Ganz zum Ende der Verhandlung hat sich der Angeklagte, hier mit seiner Verteidigerin Corinna Nagel, doch noch entschuldigt. Foto: Bäßler

Im Mordprozess Illerkirchberg sind am Landgericht Ulm die Plädoyers gesprochen worden. Tränen fließen, die Kammer zieht eine besondere Schwere der Schuld in Betracht.

Vier Prozesstage lang hatte der Angeklagte eisern geschwiegen. Das ihm zustehende letzte Wort vor dem Urteilsspruch hat der 27-Jährige aus Eritrea, der am 5. Dezember in Illerkirchberg die 14-jährige Ece erstochen und ihre 13-jährige Freundin gefährlich verletzt haben soll, dann doch noch für eine Entschuldigung genutzt. „Ich bereue sehr und möchte Entschuldigung sagen“, diktierte er mit dünner leiser Stimme, die kaum die ersten Besucherreihen des Sitzungssaals erreichte, seinem Übersetzer.

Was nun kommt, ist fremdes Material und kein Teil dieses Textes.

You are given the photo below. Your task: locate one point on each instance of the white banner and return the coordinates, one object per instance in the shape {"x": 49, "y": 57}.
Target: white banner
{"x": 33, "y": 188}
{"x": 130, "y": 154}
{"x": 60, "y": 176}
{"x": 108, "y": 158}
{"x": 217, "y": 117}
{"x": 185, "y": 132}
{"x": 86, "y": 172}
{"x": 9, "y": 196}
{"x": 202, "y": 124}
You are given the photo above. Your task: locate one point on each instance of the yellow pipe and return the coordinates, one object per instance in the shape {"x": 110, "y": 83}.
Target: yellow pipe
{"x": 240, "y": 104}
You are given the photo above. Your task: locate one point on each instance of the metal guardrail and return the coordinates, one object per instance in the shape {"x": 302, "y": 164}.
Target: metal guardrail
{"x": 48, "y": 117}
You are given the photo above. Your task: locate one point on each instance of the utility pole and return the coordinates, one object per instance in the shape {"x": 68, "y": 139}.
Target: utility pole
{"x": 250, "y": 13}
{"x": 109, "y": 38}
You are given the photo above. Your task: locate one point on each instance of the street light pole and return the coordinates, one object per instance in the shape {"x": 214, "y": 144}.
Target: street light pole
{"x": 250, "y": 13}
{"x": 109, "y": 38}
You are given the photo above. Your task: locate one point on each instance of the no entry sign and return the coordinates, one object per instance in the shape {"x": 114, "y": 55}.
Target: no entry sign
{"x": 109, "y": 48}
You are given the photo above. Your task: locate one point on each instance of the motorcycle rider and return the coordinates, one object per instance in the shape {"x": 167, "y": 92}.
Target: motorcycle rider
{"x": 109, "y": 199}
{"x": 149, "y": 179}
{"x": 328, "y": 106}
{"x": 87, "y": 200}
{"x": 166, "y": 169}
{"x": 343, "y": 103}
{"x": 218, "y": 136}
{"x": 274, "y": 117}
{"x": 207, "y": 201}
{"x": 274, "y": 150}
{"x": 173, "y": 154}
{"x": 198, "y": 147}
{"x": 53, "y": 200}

Eine Besänftigung für die Familien der Mädchen dürfte das kaum gewesen sein. Denn zu diesem rasenden Messerangriff insbesondere auf die 14-Jährige, der im Prozess wiederholt als „Overkill“ oder auch „Übertötung“ bezeichnet wurde, hatte der Mann ja wieder nichts gesagt. Die Staatsanwältin Nadine Schmelzer wich in ihrem Plädoyer denn auch kaum von ihrer zu Prozessbeginn formulierten Anklageschrift ab. Wegen Mordes und versuchten Mordes beantragte sie die Verhängung einer lebenslangen Haftstrafe, verbunden mit der Feststellung der besonderen Schwere der Schuld. Bei einer solchen Strafverschärfung werden Täter nicht automatisch, wie sonst üblich, nach 15 Jahren Haft freigelassen. Die beiden Mädchen seien sehr jung gewesen, der Angeklagte habe im Prozess „keinerlei Reue gezeigt“.

„Ein kaltblütiger Mörder“

Diesem Antrag schloss sich Süleyman Pozan an, Anwalt der Familie von Ece und Nebenkläger. Mit stockenden Sätzen, sich dabei die Augen mit einem Papiertaschentuch tupfend, sprach er vom Schmerz der Familie, resümierte dann sein Plädoyer mit einem scharfen Satz: „Aus meiner Sicht ist der Angeklagte ein kaltblütiger Mörder.“

Die Eltern der überlebenden 13-Jährigen hatten noch einmal selber in der Bankreihe der Nebenkläger Platz genommen, hörten wieder stumm und gefasst zu. Sie ließen ihre Anwältin sprechen, die sich ebenfalls der Strafforderung der Staatsanwaltschaft anschloss. Sie fügte aber auch hinzu, wie schwer es für die Familie sei, die „die Sinnlosigkeit“ der Tat aushalten müsse und „die fehlende Empathie“ des Täters, der sich in Polizeivernehmungen und gegenüber dem Gutachter stets nur selber bedauert habe. Die Anwältin verlas zudem ein Schreiben, das die 13-Jährige extra für dieses Plädoyer mit auf den Weg gegeben hatte. „Wenn man anderen Menschen so weh tut, sollte man die schlimmste Strafe bekommen“, war zu hören, und über Ece: „Ich bin so dankbar, dass sie meine beste Freundin war.“

Kommende Woche fällt das Urteil

Der Richter Wolfgang Tresenreiter erteilte seinerseits den Rechtshinweis , dass im Hinblick auf das Urteil eine besondere Schwere der Schuld geprüft werde. Der allseits geforderten Strafverschärfung trat jedoch Corinna Nagel, die Verteidigerin des 27-Jährigen, entgegen. Sie beantragte, lediglich eine lebenslange Haftstrafe zu verhängen, denn: „In diesem Urteil ist der Tod eines Menschen bereits mit drin.“ Sich durch Schweigen zu verteidigen, sei das Recht jedes Angeklagten, und ob die angeprangerte Reuelosigkeit nicht eigentlich ein Selbstschutzmechanismus ihres Mandanten sei, könne niemand sagen. Die Tat mache auch sie „sprachlos“, so Nagel, doch sie sei am Ende einer „Spirale aus Verzweiflung, Hilflosigkeit, Ohnmacht und Wut“ geschehen. „Mit Logik hat das alles nichts zu tun.“ Das Urteil wird am kommenden Dienstag gefällt.